Friday, October 17, 2014

"The Shaman's Love Box"



"Wearing headdresses, of fur and feather,
 Some Shamans and Brahmans got together.
 They met two sorceresses from another tribe,
 And tried to forget their Shamanic vibe."


This is another one of my crazy figure drawing boxes.

Why do I put these hats that look like sandwiches on people's heads? I'm not sure. All I know is that I like drawing hats, and the hats that really impress me are the really big ones, the elaborate ones.

Shamanic hats from around the world are unique in shape and design. Traditional native American and Siberian shaman's dress in colorful finery of furs, and feathers, and beadwork. Such costumes speak of a connection with a psychic and mythological world, a connection with forces beyond the daily realm of experience.

The Shaman lives on the periphery of society. He or she is generally not included in most group activities. He is tolerated, paid for, kept up by a kind of group will as a sort of insurance practice for bad times. For when were Shamans consulted? When all was well, when crops were good, when the tribe was at peace? Not on your life. During such times the Shaman would be laughed at, and barely thrown a bone to nibble on. But as soon as some reckoning with the underworld needed to be made, some dialogue with primal forces of nature, or a debt settled with ancestors, or ghosts, or demonic creatures, then the Shaman was in huge demand. It was in such times that he or she was paraded out in the open in all his or her finery for all the tribe to see.

Naturally the Shamanic caste and Brahmanic castes have something in common. They are conveyors of cultural liturgy, of knowledge, of the power to heal, to worship to conduct rituals, marriages, death rites etcetera.

Shamans are people too . . . they marry . . . they suffer all the usual temptations  . . infidelity greed lust, the coveting of power etcetera. However their profession places their work in a kind of sacred trust, which they must never betray. This is why Shamans, when they are not Shamans, are in a kind of ecstasy. The weight of the world has come off their shoulders.

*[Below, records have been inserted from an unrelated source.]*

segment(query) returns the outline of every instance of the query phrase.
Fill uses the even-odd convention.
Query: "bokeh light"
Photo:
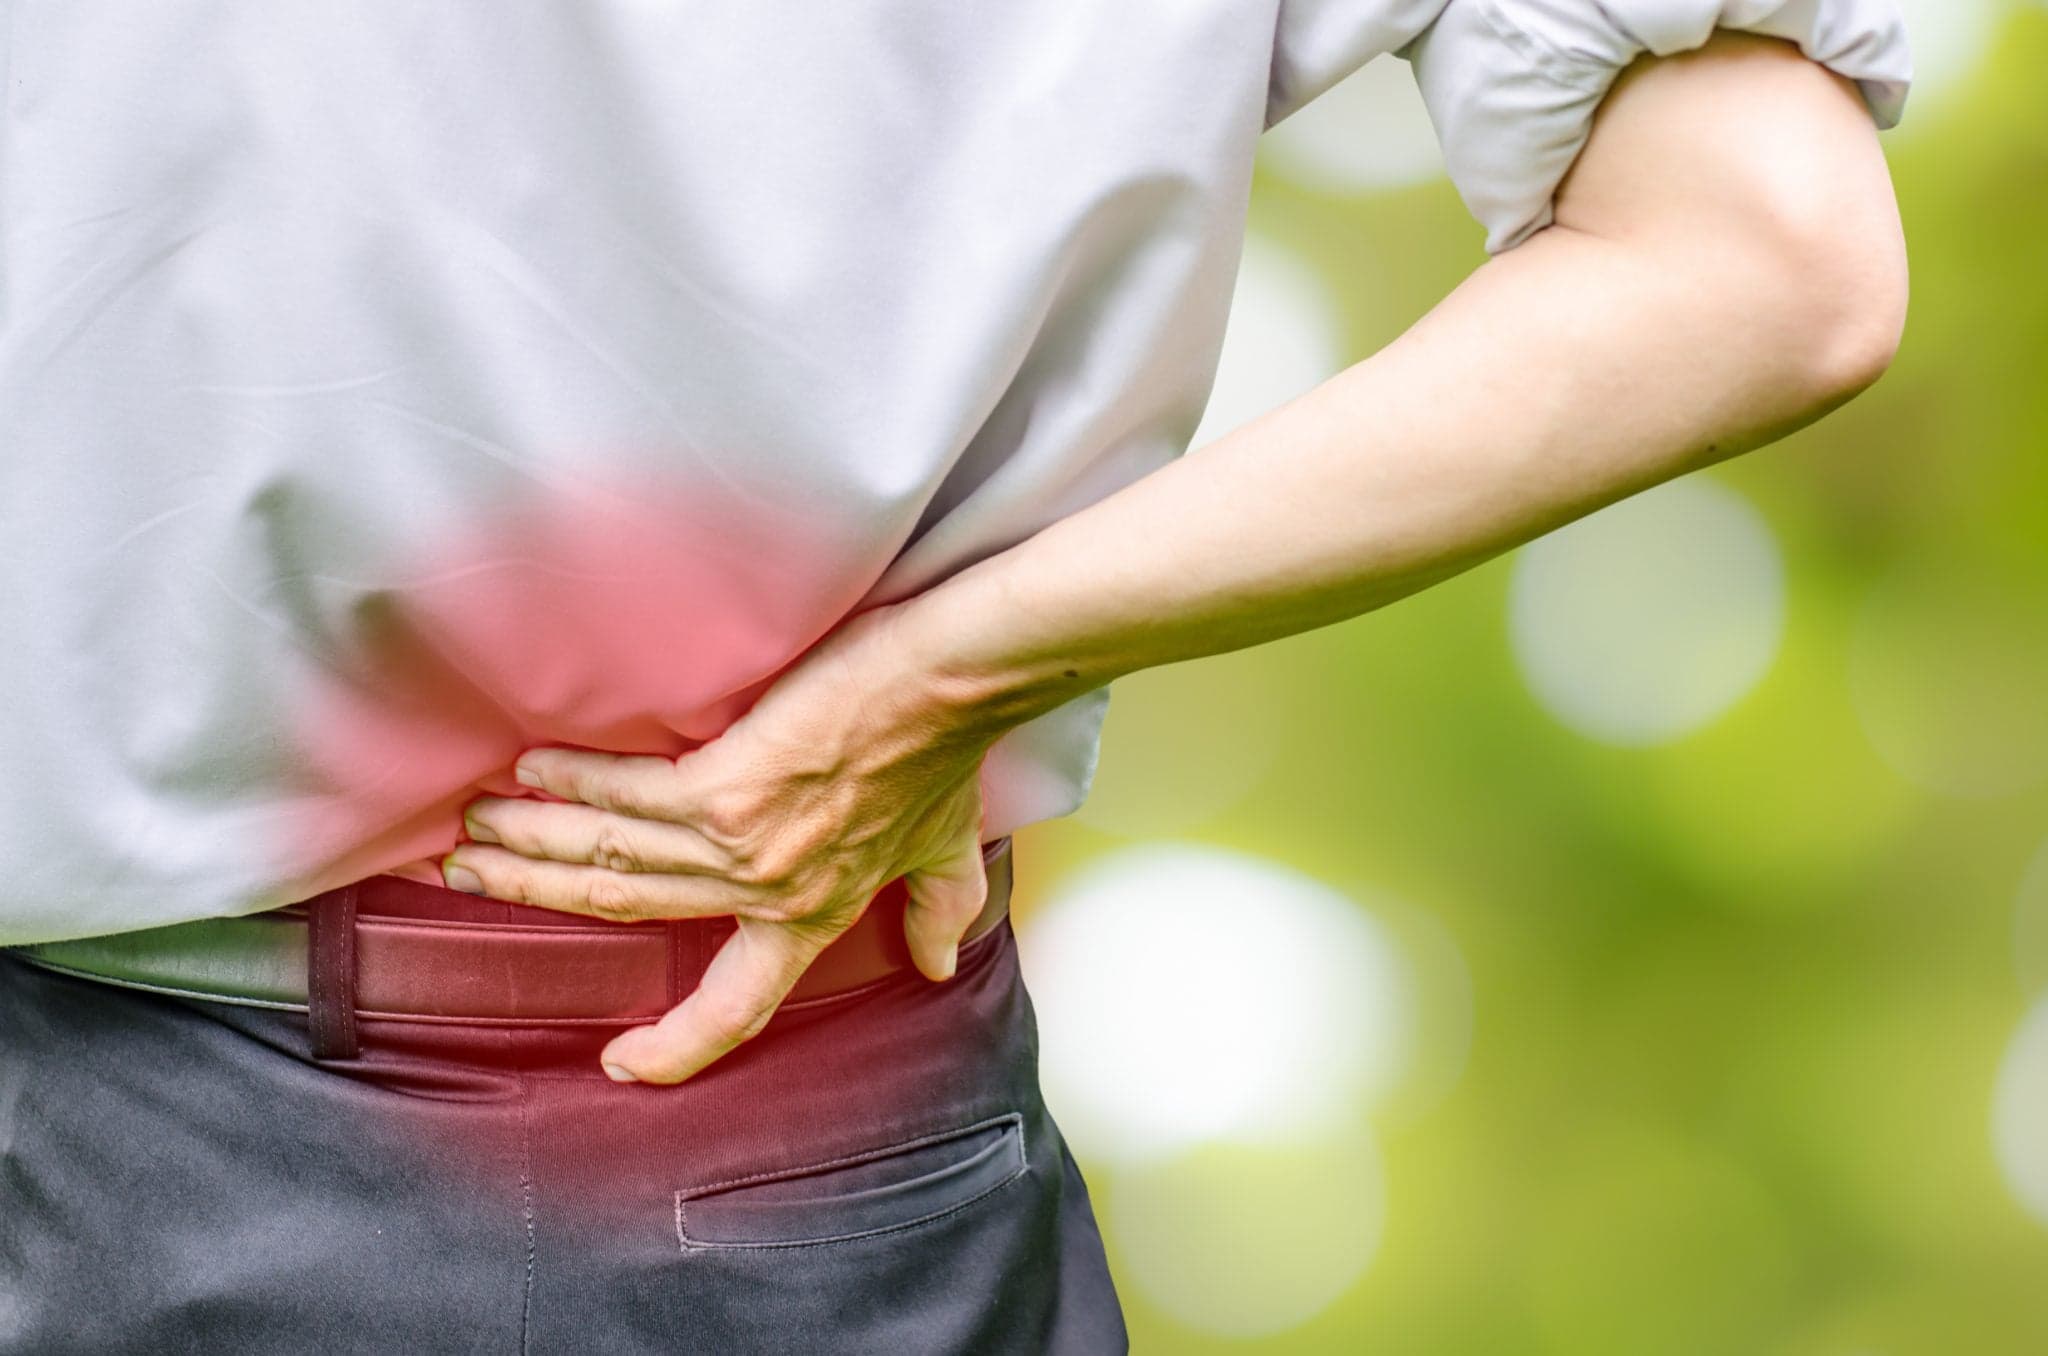
[[[1924,123],[1936,104],[1961,90],[1982,65],[1999,19],[2011,8],[2007,0],[1899,0],[1913,49],[1908,120]]]
[[[2006,1047],[1992,1095],[1992,1145],[2015,1199],[2048,1226],[2048,995]]]
[[[1046,1099],[1077,1153],[1297,1139],[1393,1086],[1415,1003],[1362,908],[1274,862],[1147,843],[1062,881],[1021,929]]]
[[[1558,720],[1647,745],[1706,724],[1770,667],[1784,568],[1748,502],[1700,473],[1611,504],[1517,553],[1509,630]]]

Hence Shamans and Brahmans are, and were similar . . . and always will be.


"The Buddhist Queen"



"High in a palace in old Indonesia,
 There once was a Queen who practiced amnesia,
 She gave up all knowledge in exchange for her vows,
 To meditate on the Buddha without wearing her clothes."

This box is a what I call medium sized . . nine inches in length, larger than the other boxes here. More views of this piece are on Etsy.

Again the recurring theme of a woman in meditation . . . this time I exploited the flow of temoku loosely applied over Shino and wax resist to create the shimmering halo effect of a crown.

The rhymes and titles are something I write to complete the work, in my mind, in my imagination. My pots are never perfect, but by writing something about them I hustle them along towards their destination, a little like a shepherd calling out to a flock.

"Move along there!"

"Night of Revelry"




"At a festival in France that was somewhat arty,
  People danced, to enliven the party."


This is a High-Fired Carbon-Trapped Shino Glazed Stoneware Box, decorated with Figures. The lively white lines with lascivious tones of red made me think of the title, "Night of Revelry".

Of course the title, the name, even the images on the side are all fantasy! The work is just a piece of ceramic, innate rock, as truthful to fire as a puddle of melted pyrometric cones. Everything we do is marked and defined by perceptions. The effect of naming is key in this process. The assignation of words to an object forever colors its perception, even to those who cannot read.

The effect was made by drawing on the Shino glaze with wax resist, and precisely controlling the flow of reduction atmosphere around the piece during the firing. There is no application of oxide washes.

Approximate Measurements 7 1/8" Long, 4 1/2" Wide, 31/2" High, and weighs 1.43 kg. 

"Box for a Masked Ball"



"After the ball she put her mask,
 With a beaked nose from a lover past."

I think these boxes are a place for me to develop subconscious content, in so far as I have no idea what I am going to draw until the drawing's done. Then I have to identify, for myself only, why I made it, and what it's about. Hence the rhyme and title, they are for me. You may think my notions about my work are entirely incorrect, or even inappropriate. 

An artist is simply one that recognizes that the subconscious is the real motivator in life, and one who learns to work with it. 

"Three Critters went to Town"

"Three storybook critters put on clothes,
  And headed to the city, . . .
  . . . for what reason? Who knows?"

Another of my boxes made with a light high-fire clay, glazed with Shino, and drawn on with a brush and various oxide washes before firing at Cone 10.